The Authors have improved the paper further. I am particularly impressed to see the Roboshot idea incorporated and that it further enhanced the method. I stand by my rating of this being string accept.
Dear reviewer,
Thank you for your valuable suggestion and your support. We are excited about the new results with Roboshot as well. We appreciate it! Thank you for your time!
General Response
We are grateful for all the comments and constructive feedback on our work. Reviewers consistently found our paper to be well-written and easy to follow and described our work as novel and offering promising performance.
Reviewer n36E complimented the inclusion of complex modalities in the evaluation. Reviewer uwkF highlighted Alchemist's ease of implementation, foreseeing wide adoption. Reviewer d5ZD acknowledged Alchemist's flexibility and reusability, making it a versatile tool for diverse tasks. Reviewer b4or agreed Alchemist enables cost reduction. We have adopted suggested clarifications, improved our literature review, and conducted new experiments, leading to a much stronger draft.
New Results Included:
- Comparison to Other Works [Reviewer n36E]: We compared Alchemist with other works, including ScriptoriumWS and DataSculpt, as shown in Table 1. Results indicate that Alchemist uses fewer generated programs while achieving comparable performance. Additionally, Alchemist addresses data modalities beyond text, unlike these works. We cataloged more detailed differences in the threads below.

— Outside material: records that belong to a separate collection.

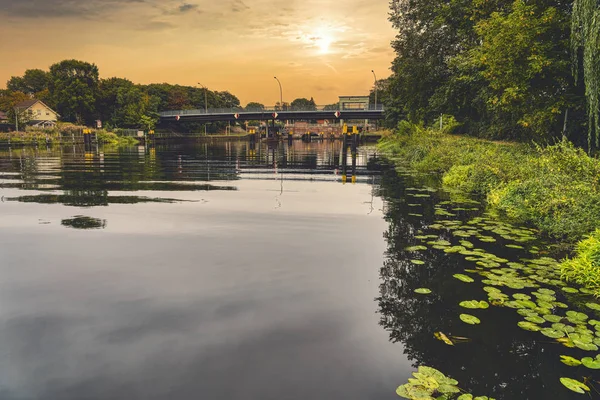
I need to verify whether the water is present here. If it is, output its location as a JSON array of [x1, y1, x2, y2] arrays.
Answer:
[[0, 142, 597, 400]]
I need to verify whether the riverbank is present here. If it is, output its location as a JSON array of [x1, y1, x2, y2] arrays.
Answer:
[[379, 125, 600, 295]]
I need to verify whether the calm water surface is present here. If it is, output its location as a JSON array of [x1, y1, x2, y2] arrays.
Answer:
[[0, 142, 597, 400]]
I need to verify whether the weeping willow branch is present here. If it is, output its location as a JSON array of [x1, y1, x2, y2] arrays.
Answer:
[[571, 0, 600, 149]]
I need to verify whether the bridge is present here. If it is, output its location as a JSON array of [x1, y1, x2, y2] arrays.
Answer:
[[159, 104, 385, 122]]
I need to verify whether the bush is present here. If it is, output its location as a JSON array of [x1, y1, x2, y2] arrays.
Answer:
[[560, 229, 600, 297]]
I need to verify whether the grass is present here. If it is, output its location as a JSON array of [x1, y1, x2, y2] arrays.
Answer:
[[561, 229, 600, 297], [379, 123, 600, 295]]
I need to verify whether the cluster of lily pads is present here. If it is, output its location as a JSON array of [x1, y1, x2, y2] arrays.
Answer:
[[396, 366, 494, 400], [406, 200, 600, 393]]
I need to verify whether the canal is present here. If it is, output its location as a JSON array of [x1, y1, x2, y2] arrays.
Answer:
[[0, 141, 600, 400]]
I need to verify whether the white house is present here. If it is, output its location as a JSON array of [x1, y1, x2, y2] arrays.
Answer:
[[15, 99, 59, 128]]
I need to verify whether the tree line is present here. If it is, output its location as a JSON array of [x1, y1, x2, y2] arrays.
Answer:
[[377, 0, 600, 147], [0, 60, 240, 129], [0, 60, 337, 130]]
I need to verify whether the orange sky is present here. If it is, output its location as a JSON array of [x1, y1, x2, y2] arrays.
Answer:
[[0, 0, 394, 105]]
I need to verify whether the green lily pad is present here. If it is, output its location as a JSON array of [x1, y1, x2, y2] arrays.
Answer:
[[560, 356, 581, 367], [459, 300, 490, 309], [404, 245, 427, 252], [415, 288, 431, 294], [543, 314, 562, 322], [585, 303, 600, 311], [560, 377, 590, 394], [573, 339, 598, 351], [459, 314, 481, 325], [562, 286, 579, 293], [525, 315, 546, 324], [453, 274, 475, 283], [517, 321, 541, 332], [581, 355, 600, 369], [540, 328, 565, 339]]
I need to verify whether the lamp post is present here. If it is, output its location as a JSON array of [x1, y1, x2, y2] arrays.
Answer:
[[371, 70, 377, 110], [274, 76, 283, 111], [198, 82, 208, 136]]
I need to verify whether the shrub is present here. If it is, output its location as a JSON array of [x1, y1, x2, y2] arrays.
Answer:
[[560, 229, 600, 297]]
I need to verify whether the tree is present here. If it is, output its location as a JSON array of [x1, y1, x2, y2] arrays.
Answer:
[[48, 60, 99, 123], [0, 90, 31, 125], [571, 0, 600, 149], [290, 97, 317, 111], [244, 102, 265, 111], [96, 78, 159, 128], [6, 69, 48, 95]]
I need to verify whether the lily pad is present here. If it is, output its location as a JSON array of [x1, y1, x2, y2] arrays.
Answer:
[[459, 300, 490, 309], [560, 356, 581, 367], [415, 288, 431, 294], [540, 328, 565, 339], [560, 377, 590, 394], [517, 321, 541, 332], [581, 355, 600, 369], [404, 245, 427, 252], [459, 314, 481, 325], [585, 303, 600, 311], [453, 274, 475, 283]]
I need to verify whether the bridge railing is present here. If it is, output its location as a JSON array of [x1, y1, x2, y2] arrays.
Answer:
[[159, 104, 385, 117]]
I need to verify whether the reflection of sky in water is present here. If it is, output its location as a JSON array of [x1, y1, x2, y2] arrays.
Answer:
[[0, 145, 409, 400]]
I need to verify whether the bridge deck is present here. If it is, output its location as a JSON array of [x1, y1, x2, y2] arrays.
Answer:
[[159, 106, 385, 122]]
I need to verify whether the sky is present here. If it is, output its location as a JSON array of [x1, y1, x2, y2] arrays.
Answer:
[[0, 0, 395, 105]]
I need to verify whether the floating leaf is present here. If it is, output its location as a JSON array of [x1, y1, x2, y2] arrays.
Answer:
[[415, 288, 431, 294], [585, 303, 600, 311], [540, 328, 565, 339], [404, 245, 427, 252], [562, 286, 579, 293], [517, 321, 541, 332], [525, 315, 548, 324], [453, 274, 475, 283], [573, 339, 598, 351], [544, 314, 562, 323], [433, 332, 454, 346], [459, 300, 490, 309], [560, 356, 581, 367], [460, 314, 481, 325], [581, 355, 600, 369], [560, 377, 590, 394]]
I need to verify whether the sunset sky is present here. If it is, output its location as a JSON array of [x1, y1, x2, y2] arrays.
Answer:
[[0, 0, 394, 105]]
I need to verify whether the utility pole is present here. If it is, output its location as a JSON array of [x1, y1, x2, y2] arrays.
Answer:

- New Modalities [Reviewer n36E, d5ZD]: Table 2 includes datasets for ECG heartbeat classification and Census income classification, representing time-series and tabular modalities, respectively. Both illustrate Alchemist's ability to address these settings.
- Incorporating RoboShot [Reviewer uwkF]: We integrated RoboShot into Alchemist, using GPT-4o to identify and reject spurious correlations. As shown in Table 3, this integration improved average accuracy and worst-group performance, enhancing robustness to spurious correlations.
- Stability of Generated Programs [Reviewer d5ZD]: We varied the temperature in GPT-4 API calls, showing consistent performance across four datasets, confirming the stability of generated programs (see Table 4).
- Labeling on Test Set [Reviewer b4or]: Table 5 presents performance results using the resulting weak supervision label models and trained models (on the annotations from the label models) on eight testing datasets. We generated 10 programs from GPT-3.5-Turbo for each. Results demonstrate that in the majority of scenarios, using the trained model (with Alchemist annotations) is preferable.
We have addressed reviewers' questions and placed our comments in their respective threads below. Thank you again for your questions and thoughtful reviews!
We thank the authors for their submission and constructive engagement throughout the rebuttal phase of the process. The reviewers and AC were impressed by the simplicity, practicality, and versatility of the contributions, which we believe will be of significant interest to the broader applied ML community. The reviewers also highlight the rigour of the evaluations and clarity of exposition throughout. The authors do a good job addressing key outstanding questions by the reviewers throughout the rebuttal period. We encourage the authors to incorporate these additions in their next revision.